A new archaeological study has identified 260 previously unknown monumental tombs in the Atbai Desert, a vast and still poorly explored region stretching across eastern Sudan between the Nubian Nile and the Red Sea Hills. The structures, known as Atbai Enclosure Burials, appear to belong to a mobile pastoralist culture that flourished during the fourth and third millennia BC, with some related examples reaching back even earlier.
That makes the earliest phases of this funerary tradition older than Egypt's pyramids, built centuries later on the Nile Valley's western edge. But these were not royal tombs of stone-cut corridors and written names. They were circular monuments in the desert, built by herding communities whose wealth moved on four legs.

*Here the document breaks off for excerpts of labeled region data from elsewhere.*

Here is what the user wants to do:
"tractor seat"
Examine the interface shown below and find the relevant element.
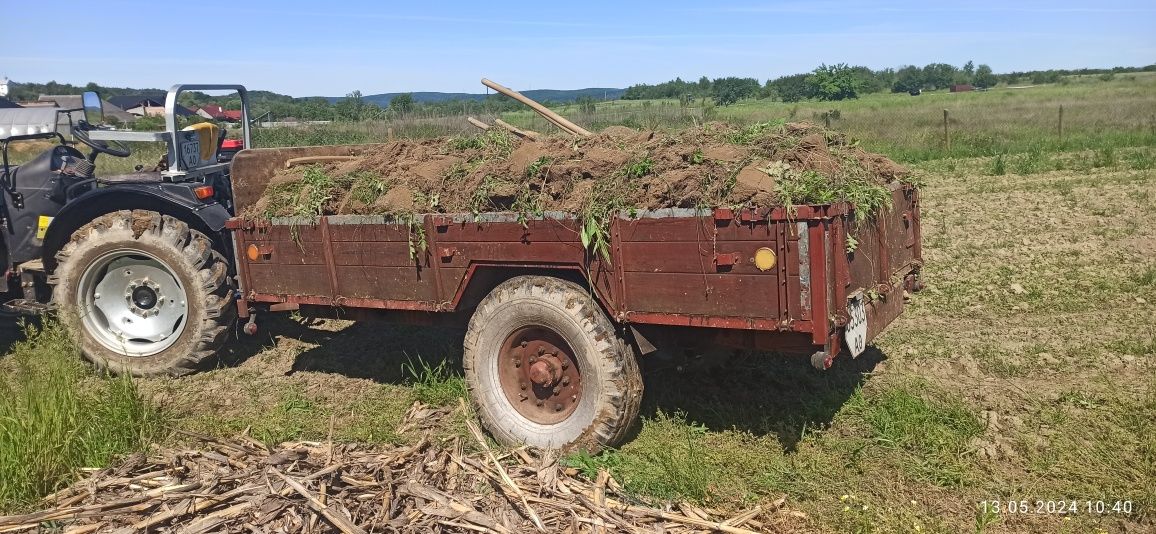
[96,171,161,184]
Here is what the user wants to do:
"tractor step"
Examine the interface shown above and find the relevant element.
[0,298,52,316]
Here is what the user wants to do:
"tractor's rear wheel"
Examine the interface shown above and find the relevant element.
[464,276,643,452]
[50,210,236,376]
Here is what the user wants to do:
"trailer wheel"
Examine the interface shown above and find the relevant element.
[50,210,236,376]
[464,276,643,452]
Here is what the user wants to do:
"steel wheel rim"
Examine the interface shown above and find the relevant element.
[76,249,188,357]
[497,326,581,425]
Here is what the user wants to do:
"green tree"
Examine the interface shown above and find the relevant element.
[891,65,924,92]
[922,64,959,89]
[698,76,711,96]
[390,92,415,116]
[333,90,365,120]
[711,76,759,105]
[972,65,996,89]
[575,95,598,114]
[766,74,807,102]
[806,64,862,101]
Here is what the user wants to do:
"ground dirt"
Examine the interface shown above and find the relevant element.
[246,123,907,216]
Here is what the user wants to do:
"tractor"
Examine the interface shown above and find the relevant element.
[0,84,252,376]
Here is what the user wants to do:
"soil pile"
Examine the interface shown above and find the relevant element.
[253,123,907,217]
[0,403,806,534]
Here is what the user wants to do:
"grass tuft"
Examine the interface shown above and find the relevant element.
[0,322,164,512]
[846,380,984,487]
[401,359,466,406]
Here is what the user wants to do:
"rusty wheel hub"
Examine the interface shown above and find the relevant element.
[498,327,581,424]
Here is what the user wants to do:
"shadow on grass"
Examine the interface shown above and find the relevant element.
[221,313,465,384]
[642,347,887,452]
[0,313,40,358]
[232,314,887,451]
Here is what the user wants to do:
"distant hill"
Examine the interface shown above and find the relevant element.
[325,87,627,107]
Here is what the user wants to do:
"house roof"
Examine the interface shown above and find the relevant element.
[200,104,240,120]
[108,94,194,117]
[37,95,136,123]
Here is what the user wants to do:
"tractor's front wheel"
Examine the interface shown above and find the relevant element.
[50,210,236,376]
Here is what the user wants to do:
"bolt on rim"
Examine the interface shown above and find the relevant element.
[76,249,188,357]
[498,326,581,424]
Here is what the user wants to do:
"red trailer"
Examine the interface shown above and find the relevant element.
[227,146,921,448]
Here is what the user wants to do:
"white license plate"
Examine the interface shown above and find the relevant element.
[843,297,867,357]
[180,138,201,169]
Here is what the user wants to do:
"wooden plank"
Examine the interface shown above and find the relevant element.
[338,265,437,301]
[624,273,780,318]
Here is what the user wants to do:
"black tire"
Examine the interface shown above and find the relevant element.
[49,210,237,377]
[462,276,643,452]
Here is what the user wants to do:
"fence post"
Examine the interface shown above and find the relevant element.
[943,110,951,151]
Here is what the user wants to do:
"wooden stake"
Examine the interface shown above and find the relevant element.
[482,77,593,138]
[269,467,365,534]
[466,117,490,129]
[494,119,542,141]
[943,110,951,151]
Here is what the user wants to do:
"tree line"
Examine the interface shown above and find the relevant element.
[622,61,1156,105]
[9,61,1156,121]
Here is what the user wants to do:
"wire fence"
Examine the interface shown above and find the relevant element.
[248,84,1156,162]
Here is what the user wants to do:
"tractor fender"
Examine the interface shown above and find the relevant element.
[40,183,232,273]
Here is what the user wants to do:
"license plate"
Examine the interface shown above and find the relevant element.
[180,138,201,169]
[843,297,867,357]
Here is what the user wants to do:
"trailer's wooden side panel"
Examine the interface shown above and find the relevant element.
[844,188,922,292]
[230,188,920,350]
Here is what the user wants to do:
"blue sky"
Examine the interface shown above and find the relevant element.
[0,0,1156,96]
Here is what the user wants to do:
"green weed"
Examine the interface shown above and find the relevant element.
[775,171,891,221]
[401,359,466,406]
[348,172,390,206]
[622,156,654,178]
[846,380,984,487]
[0,321,165,512]
[562,451,622,480]
[526,156,550,178]
[1091,146,1119,168]
[726,119,786,144]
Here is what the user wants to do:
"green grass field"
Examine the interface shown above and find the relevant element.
[0,75,1156,533]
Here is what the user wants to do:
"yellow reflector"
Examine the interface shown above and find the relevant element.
[755,246,775,270]
[36,215,52,239]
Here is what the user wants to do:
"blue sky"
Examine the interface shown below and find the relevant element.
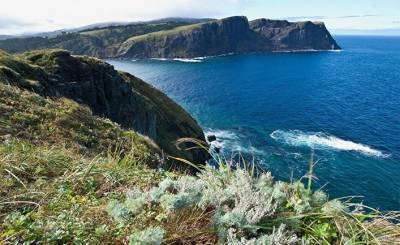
[0,0,400,35]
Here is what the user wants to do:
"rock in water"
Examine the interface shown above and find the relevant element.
[207,134,217,143]
[0,16,340,58]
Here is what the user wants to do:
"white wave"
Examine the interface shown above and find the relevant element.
[172,58,203,63]
[205,129,265,155]
[272,49,343,53]
[270,130,388,157]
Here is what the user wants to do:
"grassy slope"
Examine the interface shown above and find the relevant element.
[0,83,164,242]
[0,22,202,57]
[0,49,400,244]
[0,50,209,166]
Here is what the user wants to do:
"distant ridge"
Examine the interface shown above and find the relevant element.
[0,16,340,58]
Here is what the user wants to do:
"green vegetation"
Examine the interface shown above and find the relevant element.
[126,23,203,42]
[0,20,206,57]
[0,51,400,245]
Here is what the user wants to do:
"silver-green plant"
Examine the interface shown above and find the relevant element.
[129,226,165,245]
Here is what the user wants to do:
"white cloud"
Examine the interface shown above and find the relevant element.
[0,0,251,34]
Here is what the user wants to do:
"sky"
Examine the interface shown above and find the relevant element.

A desert cemetery visible from space
The discovery was made through systematic remote-sensing work by the Atbai Survey Project. Using satellite imagery, researchers mapped circular and oval stone monuments across an enormous desert zone from Upper Egypt toward the Eritrean borderlands.
The study recorded 280 monumental structures in total, including 20 already known from earlier surveys. The remaining 260 were newly identified through satellite analysis.
Most are large circular stone enclosures containing internal burials. Some measure only a few meters across, while the largest reach more than 80 meters in diameter. Their scale suggests that these were not ordinary graves, but central places in the social and ritual landscape of prehistoric herders.